Ibrutinib è approvato anche da Swissmedic per l’indicazione della leucemia linfatica cronica (LLC). I risultati del cosiddetto studio RESONATE [4], che è stato in grado di dimostrare nella fase III che il principio attivo era superiore all’anticorpo monoclonale anti-CD20 ofatumumab nella LLC recidivata/refrattaria per quanto riguarda la PFS (endpoint primario) e la OS, hanno dato un contributo decisivo in tal senso. Al momento dell’analisi intermedia era trascorsa una mediana di nove mesi. La dose era di 420 mg (fino a progressione) secondo l’autorizzazione al commercio; anche in questo caso, i 391 pazienti randomizzati avevano ricevuto almeno una terapia precedente. L’età media era di 67 anni e più della metà soffriva di stadi avanzati.

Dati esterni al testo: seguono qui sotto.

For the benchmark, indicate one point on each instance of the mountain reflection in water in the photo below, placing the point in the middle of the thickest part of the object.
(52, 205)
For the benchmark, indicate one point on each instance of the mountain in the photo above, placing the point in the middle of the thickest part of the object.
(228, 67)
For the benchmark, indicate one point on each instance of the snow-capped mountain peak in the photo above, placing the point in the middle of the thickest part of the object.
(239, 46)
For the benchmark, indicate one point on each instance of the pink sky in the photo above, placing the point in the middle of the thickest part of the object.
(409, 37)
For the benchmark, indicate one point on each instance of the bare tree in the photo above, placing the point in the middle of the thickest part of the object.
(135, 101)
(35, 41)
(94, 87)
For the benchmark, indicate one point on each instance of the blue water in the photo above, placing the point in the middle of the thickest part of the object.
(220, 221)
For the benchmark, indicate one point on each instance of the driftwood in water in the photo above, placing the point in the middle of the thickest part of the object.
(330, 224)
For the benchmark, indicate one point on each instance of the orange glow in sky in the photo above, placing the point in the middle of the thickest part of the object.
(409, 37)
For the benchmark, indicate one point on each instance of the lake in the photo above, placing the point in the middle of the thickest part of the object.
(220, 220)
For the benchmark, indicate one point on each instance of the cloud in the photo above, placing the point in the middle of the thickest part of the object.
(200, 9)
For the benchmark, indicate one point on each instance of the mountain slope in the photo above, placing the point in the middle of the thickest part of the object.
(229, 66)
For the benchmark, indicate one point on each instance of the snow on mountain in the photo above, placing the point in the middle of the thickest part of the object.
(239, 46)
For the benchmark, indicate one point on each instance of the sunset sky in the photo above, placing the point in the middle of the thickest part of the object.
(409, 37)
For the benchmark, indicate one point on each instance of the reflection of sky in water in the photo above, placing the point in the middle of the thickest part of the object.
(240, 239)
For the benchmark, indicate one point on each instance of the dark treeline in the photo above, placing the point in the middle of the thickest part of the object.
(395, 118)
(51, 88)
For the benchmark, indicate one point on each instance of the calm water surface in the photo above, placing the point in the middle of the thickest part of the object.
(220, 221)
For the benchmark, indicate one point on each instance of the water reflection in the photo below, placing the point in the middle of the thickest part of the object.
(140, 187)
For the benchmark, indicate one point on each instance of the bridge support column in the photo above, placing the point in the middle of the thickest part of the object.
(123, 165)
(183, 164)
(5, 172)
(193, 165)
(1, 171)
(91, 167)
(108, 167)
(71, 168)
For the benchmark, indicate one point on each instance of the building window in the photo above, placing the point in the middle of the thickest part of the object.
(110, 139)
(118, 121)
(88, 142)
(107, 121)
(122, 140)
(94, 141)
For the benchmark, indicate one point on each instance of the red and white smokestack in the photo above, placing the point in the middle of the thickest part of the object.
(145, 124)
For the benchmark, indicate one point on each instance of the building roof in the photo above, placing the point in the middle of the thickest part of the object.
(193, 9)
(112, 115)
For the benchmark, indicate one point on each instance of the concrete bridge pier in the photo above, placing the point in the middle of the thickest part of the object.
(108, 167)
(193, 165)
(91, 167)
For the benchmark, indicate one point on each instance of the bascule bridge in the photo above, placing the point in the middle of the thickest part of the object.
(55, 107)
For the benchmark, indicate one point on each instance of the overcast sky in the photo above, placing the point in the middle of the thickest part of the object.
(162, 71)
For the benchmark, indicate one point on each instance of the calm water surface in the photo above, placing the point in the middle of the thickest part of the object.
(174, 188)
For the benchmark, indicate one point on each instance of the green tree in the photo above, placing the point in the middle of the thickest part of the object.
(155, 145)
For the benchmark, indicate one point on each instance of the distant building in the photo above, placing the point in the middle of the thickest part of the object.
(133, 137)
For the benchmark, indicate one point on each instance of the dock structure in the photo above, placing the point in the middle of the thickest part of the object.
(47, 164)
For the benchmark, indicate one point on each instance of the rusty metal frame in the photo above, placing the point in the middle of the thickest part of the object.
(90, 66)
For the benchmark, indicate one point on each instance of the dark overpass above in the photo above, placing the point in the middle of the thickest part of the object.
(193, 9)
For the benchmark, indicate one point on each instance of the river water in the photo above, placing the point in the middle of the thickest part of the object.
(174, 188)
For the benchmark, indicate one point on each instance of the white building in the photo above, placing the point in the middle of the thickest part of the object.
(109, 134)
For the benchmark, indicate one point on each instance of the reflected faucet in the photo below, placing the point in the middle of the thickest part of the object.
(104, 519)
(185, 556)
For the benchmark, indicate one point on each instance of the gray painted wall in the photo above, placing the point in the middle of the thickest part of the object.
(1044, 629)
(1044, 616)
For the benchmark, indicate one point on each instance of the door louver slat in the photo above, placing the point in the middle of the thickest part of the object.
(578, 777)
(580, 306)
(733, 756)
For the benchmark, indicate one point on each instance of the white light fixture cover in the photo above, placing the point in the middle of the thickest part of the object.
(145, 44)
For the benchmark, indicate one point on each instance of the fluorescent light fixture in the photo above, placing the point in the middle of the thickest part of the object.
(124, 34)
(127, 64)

Dopo la divulgazione dei dati, a tutti i partecipanti è stato raccomandato di passare a ibrutinib. Più di due terzi dei pazienti con ofatumumab hanno soddisfatto la richiesta.

Lo stato di oggi

I risultati a lungo termine sono stati presentati in diversi congressi, tra cui l’ASCO e l’ICML. Nel frattempo, sono passati quasi quattro anni (mediana 44 mesi). Circa la metà (46%) di tutti i pazienti originariamente randomizzati a ibrutinib continua ad assumere il farmaco. Tuttavia, la sopravvivenza libera da progressione è significativamente migliore nel braccio ibrutinib in tutti i sottogruppi, rispettivamente. prolungata – anche nei pazienti con anomalie genomiche tradizionalmente associate a un esito sfavorevole. Dopo tre anni, la PFS era del 59% contro il 3%.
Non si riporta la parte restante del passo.